The package was expected to work in linux environment. Firstly clone the repo.
$ git clone https://github.com/Mandy1007/lightning_alert.git
The project was preferably installed and implemented in a virtual environment. So create a new environment by
$ virtualenv lightening_venv
$ . lightening_venv/bin/activate
The next step is to install the program by
$ pip install -e .[test]
We can run the following code for testing
$ lightning_alert < lightning.json assets.json
Where lightning.json and assets.json is in the installed folder.
If the project was expected to installed in actual environment, we can run the following code to install and test
$ sudo pip install -e .[test]
$ lightning_alert < lightning.json assets.json
##Time complexity
Suppose we have N assets and M lightning strikes, the time complexity is O(N+M). What we did is firstly scanning the assets.json file and save the assets information in a dict (i.e. the quadkey as key and (assetsOwner, assetsName) as value. Notable that if several owners have same quadkey, the value will be a list). This step takes O(N). Then for each strike information, it takes O(1) to process (since searching a key in dict takes O(1) time). Therefore totally it takes O(N+M) for this program.
##Bad data handling If the asset .json object of a specific owner was invalid (e.g. missing quadkey or assetsOwner information), the program will just ignore this asset information and printed out "invalid assest input #: " with red color. If one lightning strike .json object was invalid, smilarly the program will ignore this strike information and printed out "invalid strike input #: " with red color.
##Potential improvement
For further improvement we may consider the following:
- If the lightning data is very large and the asset data is relatively small, we may want to do an early stop. As soon as we detect the asset dictionary is empty we stop the whole process. By doing this, we could speed up the total running time.

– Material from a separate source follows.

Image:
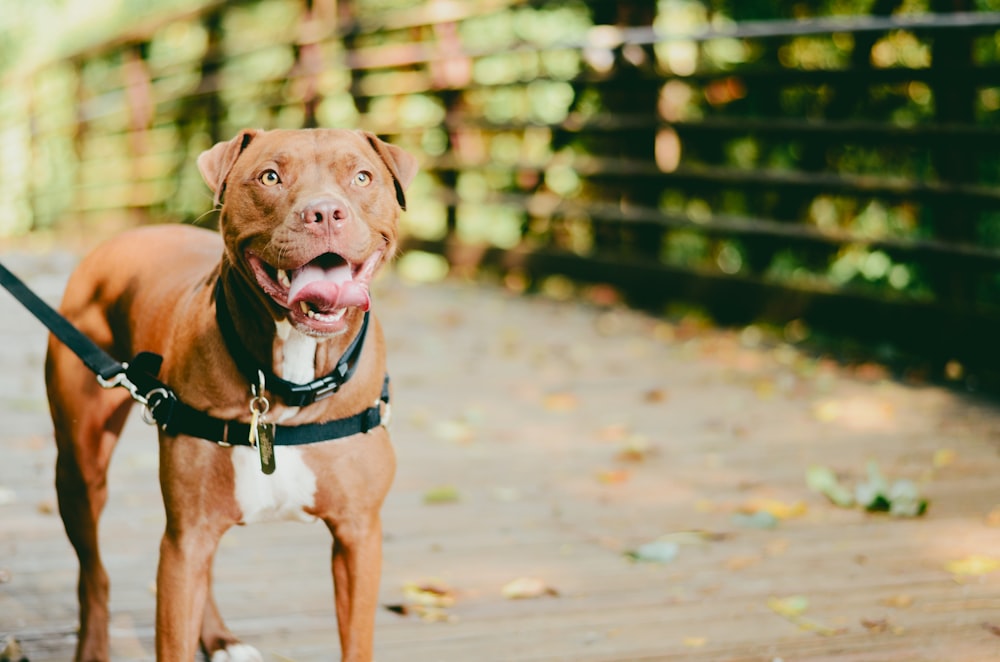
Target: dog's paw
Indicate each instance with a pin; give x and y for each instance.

- If the asset data is very large, building a dictionary may spend a lot of memory. Thus, we could use a Trie data structure instead of a dictionary here. The advantages of using Trie for large asset data are: higher memory efficiency, faster on average at insertion, and also generally faster than hash table for small keys by avoiding hash function.
So above are two strategies to do the possible further improvement.